The University of Arizona

College of Agriculture and Life Sciences

2017 McGinnies Award Winners

Friday, November 16, 2018
The Selection Committee is proud to announce Erik Andersen and Martha Gebhardt as the 2017 finalists and 41st Awardees of the William G. McGinnies Graduate Scholarship in Arid Lands Studies. Erik's research focuses on how plant invasions affect demography and distributions of breeding birds in semiarid grasslands, while Martha's research uses remotely sensed data from an open-access data platform to quantify the impacts of shrub encroachment on nutrient dynamics at The Santa Rita Experimental Range (SRER) in southeastern Arizona.
 
The William G. McGinnies Graduate Scholarship in Arid Lands Studies is given each year to a student in honor of the founder of the Office of Arid Lands Studies, Dr. McGinnies.

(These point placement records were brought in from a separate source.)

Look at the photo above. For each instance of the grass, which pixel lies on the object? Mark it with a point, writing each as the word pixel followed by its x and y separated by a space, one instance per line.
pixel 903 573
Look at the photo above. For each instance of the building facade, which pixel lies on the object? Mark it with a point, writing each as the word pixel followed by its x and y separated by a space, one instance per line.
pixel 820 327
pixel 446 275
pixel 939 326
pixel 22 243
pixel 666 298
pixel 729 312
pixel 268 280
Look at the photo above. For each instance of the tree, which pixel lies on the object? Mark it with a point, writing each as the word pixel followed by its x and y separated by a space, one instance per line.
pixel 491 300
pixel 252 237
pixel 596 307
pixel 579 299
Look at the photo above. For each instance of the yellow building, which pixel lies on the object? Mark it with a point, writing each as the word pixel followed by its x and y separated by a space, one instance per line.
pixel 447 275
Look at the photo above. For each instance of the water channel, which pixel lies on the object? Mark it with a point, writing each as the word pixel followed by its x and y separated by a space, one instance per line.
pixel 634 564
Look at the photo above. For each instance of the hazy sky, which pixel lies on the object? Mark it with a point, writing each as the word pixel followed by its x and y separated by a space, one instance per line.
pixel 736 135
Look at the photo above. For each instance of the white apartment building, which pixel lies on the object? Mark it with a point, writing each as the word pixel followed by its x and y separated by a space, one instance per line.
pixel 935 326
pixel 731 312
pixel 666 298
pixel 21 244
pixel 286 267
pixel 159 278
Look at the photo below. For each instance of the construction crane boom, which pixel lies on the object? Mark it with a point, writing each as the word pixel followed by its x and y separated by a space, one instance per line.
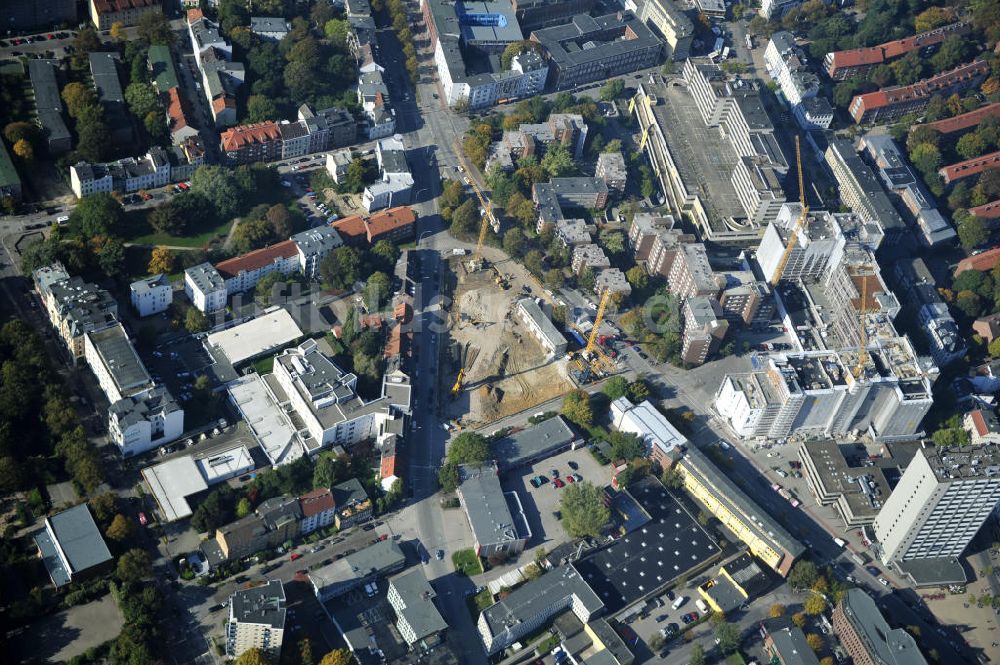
pixel 488 219
pixel 863 308
pixel 592 340
pixel 794 236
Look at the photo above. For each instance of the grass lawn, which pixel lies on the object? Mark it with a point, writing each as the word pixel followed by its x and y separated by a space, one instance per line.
pixel 137 230
pixel 264 365
pixel 466 562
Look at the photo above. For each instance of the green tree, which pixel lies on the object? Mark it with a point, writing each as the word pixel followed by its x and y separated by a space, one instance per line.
pixel 728 637
pixel 243 508
pixel 261 108
pixel 134 566
pixel 583 511
pixel 339 270
pixel 814 605
pixel 697 655
pixel 615 387
pixel 803 575
pixel 576 407
pixel 612 90
pixel 195 321
pixel 468 448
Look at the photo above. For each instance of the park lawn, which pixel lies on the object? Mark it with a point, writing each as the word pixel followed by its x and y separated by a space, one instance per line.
pixel 467 563
pixel 138 231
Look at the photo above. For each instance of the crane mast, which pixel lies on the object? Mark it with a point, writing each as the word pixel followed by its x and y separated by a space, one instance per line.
pixel 794 236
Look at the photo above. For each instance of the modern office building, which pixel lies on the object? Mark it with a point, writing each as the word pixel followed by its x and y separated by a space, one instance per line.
pixel 499 525
pixel 541 327
pixel 616 44
pixel 943 498
pixel 71 547
pixel 256 620
pixel 866 636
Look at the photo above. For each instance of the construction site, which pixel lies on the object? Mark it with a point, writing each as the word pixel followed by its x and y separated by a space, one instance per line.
pixel 495 363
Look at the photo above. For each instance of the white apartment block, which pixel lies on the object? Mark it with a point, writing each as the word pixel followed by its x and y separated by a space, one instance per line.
pixel 256 620
pixel 151 295
pixel 943 498
pixel 142 422
pixel 205 288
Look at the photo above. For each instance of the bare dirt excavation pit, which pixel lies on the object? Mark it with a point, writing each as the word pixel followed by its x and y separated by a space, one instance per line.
pixel 506 369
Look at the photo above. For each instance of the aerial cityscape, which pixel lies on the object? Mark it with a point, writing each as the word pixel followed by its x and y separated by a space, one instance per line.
pixel 508 332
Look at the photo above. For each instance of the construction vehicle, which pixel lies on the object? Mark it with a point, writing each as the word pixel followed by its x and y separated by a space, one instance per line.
pixel 459 380
pixel 799 223
pixel 489 219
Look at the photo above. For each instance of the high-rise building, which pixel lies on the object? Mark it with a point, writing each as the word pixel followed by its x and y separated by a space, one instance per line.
pixel 941 501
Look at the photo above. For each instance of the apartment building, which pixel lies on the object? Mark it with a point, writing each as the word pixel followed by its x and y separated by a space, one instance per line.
pixel 618 44
pixel 541 327
pixel 704 329
pixel 417 617
pixel 105 13
pixel 529 606
pixel 943 498
pixel 867 637
pixel 841 65
pixel 44 77
pixel 144 421
pixel 205 288
pixel 496 529
pixel 71 547
pixel 256 620
pixel 899 178
pixel 888 104
pixel 670 21
pixel 395 184
pixel 241 273
pixel 861 191
pixel 151 295
pixel 691 274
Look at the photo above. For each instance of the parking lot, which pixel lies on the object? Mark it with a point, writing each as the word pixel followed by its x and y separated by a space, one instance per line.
pixel 541 504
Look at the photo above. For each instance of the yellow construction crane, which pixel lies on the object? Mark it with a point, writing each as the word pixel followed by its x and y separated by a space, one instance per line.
pixel 863 308
pixel 488 219
pixel 794 236
pixel 592 340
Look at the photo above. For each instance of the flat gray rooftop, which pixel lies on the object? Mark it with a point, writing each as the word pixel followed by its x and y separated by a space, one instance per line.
pixel 704 158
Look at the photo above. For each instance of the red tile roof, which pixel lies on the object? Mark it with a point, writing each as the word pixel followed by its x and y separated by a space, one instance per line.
pixel 388 221
pixel 316 502
pixel 966 120
pixel 257 259
pixel 989 210
pixel 969 167
pixel 984 261
pixel 107 6
pixel 235 138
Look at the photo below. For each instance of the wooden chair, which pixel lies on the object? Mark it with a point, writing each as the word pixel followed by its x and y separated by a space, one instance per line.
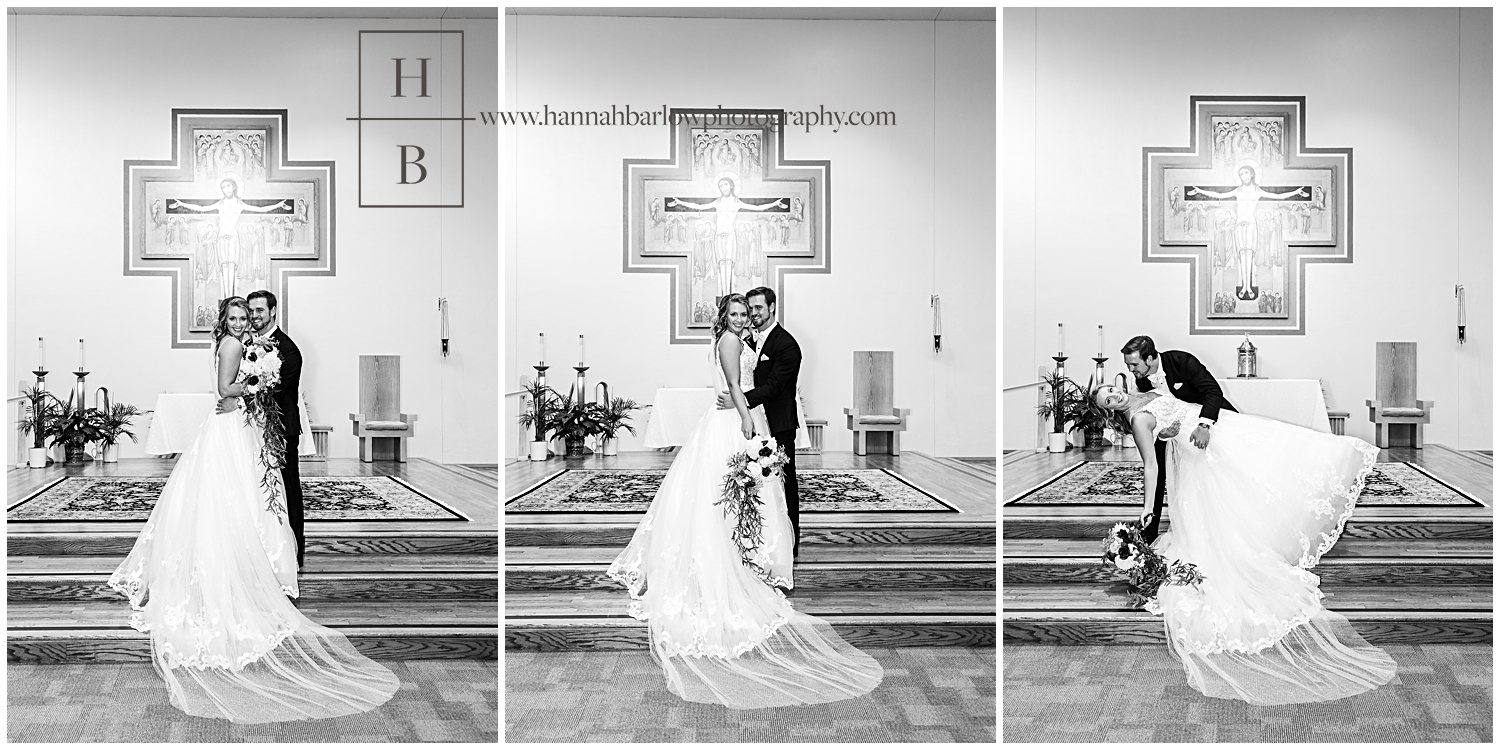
pixel 873 398
pixel 1395 399
pixel 380 423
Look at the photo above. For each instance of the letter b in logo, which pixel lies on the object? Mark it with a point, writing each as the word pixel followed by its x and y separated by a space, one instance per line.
pixel 408 161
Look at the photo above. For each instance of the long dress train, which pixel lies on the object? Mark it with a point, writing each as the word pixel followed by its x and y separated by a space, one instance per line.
pixel 1254 512
pixel 209 579
pixel 722 632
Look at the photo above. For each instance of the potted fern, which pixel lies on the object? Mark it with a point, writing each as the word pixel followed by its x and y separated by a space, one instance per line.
pixel 116 425
pixel 615 417
pixel 75 428
pixel 41 410
pixel 542 401
pixel 1061 401
pixel 575 423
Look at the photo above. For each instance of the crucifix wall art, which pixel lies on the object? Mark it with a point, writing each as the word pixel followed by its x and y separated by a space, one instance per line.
pixel 1247 206
pixel 725 213
pixel 227 215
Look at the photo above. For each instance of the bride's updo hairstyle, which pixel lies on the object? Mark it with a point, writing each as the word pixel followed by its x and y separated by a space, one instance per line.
pixel 722 320
pixel 1119 419
pixel 221 327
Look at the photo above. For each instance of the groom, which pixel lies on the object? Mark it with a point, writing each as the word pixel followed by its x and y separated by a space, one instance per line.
pixel 1188 380
pixel 263 317
pixel 779 359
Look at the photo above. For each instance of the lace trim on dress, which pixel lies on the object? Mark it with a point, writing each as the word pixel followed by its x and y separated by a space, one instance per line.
pixel 672 606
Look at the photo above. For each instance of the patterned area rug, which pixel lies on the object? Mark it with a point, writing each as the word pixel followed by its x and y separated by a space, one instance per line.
pixel 324 498
pixel 1122 482
pixel 818 491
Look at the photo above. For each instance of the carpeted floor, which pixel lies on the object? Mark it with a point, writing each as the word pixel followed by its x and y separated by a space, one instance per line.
pixel 1140 695
pixel 929 695
pixel 440 701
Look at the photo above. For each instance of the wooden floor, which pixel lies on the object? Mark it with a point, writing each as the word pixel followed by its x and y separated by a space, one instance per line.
pixel 881 579
pixel 966 485
pixel 398 590
pixel 1401 575
pixel 1469 470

The intent of the McGinnies Graduate Scholarship is to provide additional support to graduate students whose dissertation research concerns physical and biological processes in the world's arid and semiarid lands.
 
To learn about how Erik and Martha's research is extending the legacy of Dr. William G. McGinnies, please read the abstracts from their research:
 
Plant Invasions Affect Demography and Distributions of Breeding Birds in Semiarid Grasslands by Erik Andersen
Abstract:
Arid and semiarid grasslands, which comprise a significant portion of the global grassland biome, are imperiled from an array of anthropogenic impacts that have altered composition of plant communities.  Encroachment by woody plants and invasions by nonnative grasses have reduced habitat for many grassland-associated species, including grassland birds, which have declined more rapidly than any other group of birds across North America.  We established 140 plots that spanned gradients in cover of woody plants and nonnative grasses in grasslands of southeastern Arizona and evaluated how these plant invasions affected species richness, density, habitat selection, and nesting success of breeding birds.  Encroachment by woody plants influenced breeding birds strongly, with distributions and densities of most grassland-obligate species decreasing sharply as woody cover increased.  As encroachment progressed, overall density of birds increased as shrub-associated species were recruited.  Species richness increased with encroachment, plateauing when woody cover reached ~25%, where losses of grassland-associated species surpassed gains in shrub-associated species.  Effects of invasions by nonnative grasses on density and nest success of grassland obligates were mixed.  For some bird species, nonnative grasses decoupled the cues they used to select breeding habitat from the resources associated with those cues over evolutionary time.  For these species, areas invaded by nonnative grasses might function as ecological traps by attracting individuals away from areas of high-quality habitat into areas where reproductive success is lower.  Understanding how plant invasions affect native birds in grasslands can benefit conservation and restoration efforts by identifying achievable targets for control of nonnative grasses and shrubs that threaten imperiled grassland species.
 
Shrub Encroachment Alters Ecosystem Processes: Linking Imaging Spectroscopy and Microbial Biogeochemistry by Martha Gebhardt
Abstract:
Arid and semi-arid grasslands are undergoing prolific changes in vegetation due to woody shrub encroachment that causes large-scale shifts in biogeochemistry. Nitrogen-fixing mesquites, a common shrub to invade these areas, fundamentally alters ecosystem processes by changing plant community diversity, net primary productivity, and soil functioning. Although the spread and proliferation of these shrubs is well documented, uncertainties related to landscape-scale biogeochemical consequences and spatial patterns associated with shrub invasion remain. This information is needed to quantify the effects of vegetation changes on nutrient cycling, soil functioning, and other ecosystem services. This project offers a novel approach to answering these questions by combining remotely sensed data from an open-access data platform to infer foliar chemistry with in situ measures of plant and soil biogeochemistry to quantify the impacts of shrub encroachment on nutrient dynamics at The Santa Rita Experimental Range (SRER) in southeastern Arizona. This study explores how hyperspectral data can be used to quantify changes in ecosystem services due to differences in vegetation chemistry and associated belowground processes across a landscape. These data are used to investigate the link between soil nutrients, topography and the abundance of shrubs and grasses; the potential effects of shrub encroachment on landscape-scale nutrient dynamics; and the utility of imaging spectroscopy to inform management practices through remote monitoring. SRER is an ideal location to investigate these questions because of the long-term data on vegetation and soil dynamics and the National Ecological Observatory Network (NEON) airborne observation platform, which offers a unique opportunity to map patterns of plant species, litter inputs and microbial-mediated biogeochemical cycling across the landscape. Scaling of plant and microbial interactions to landscape and regional scales is essential to sustainable land management worldwide.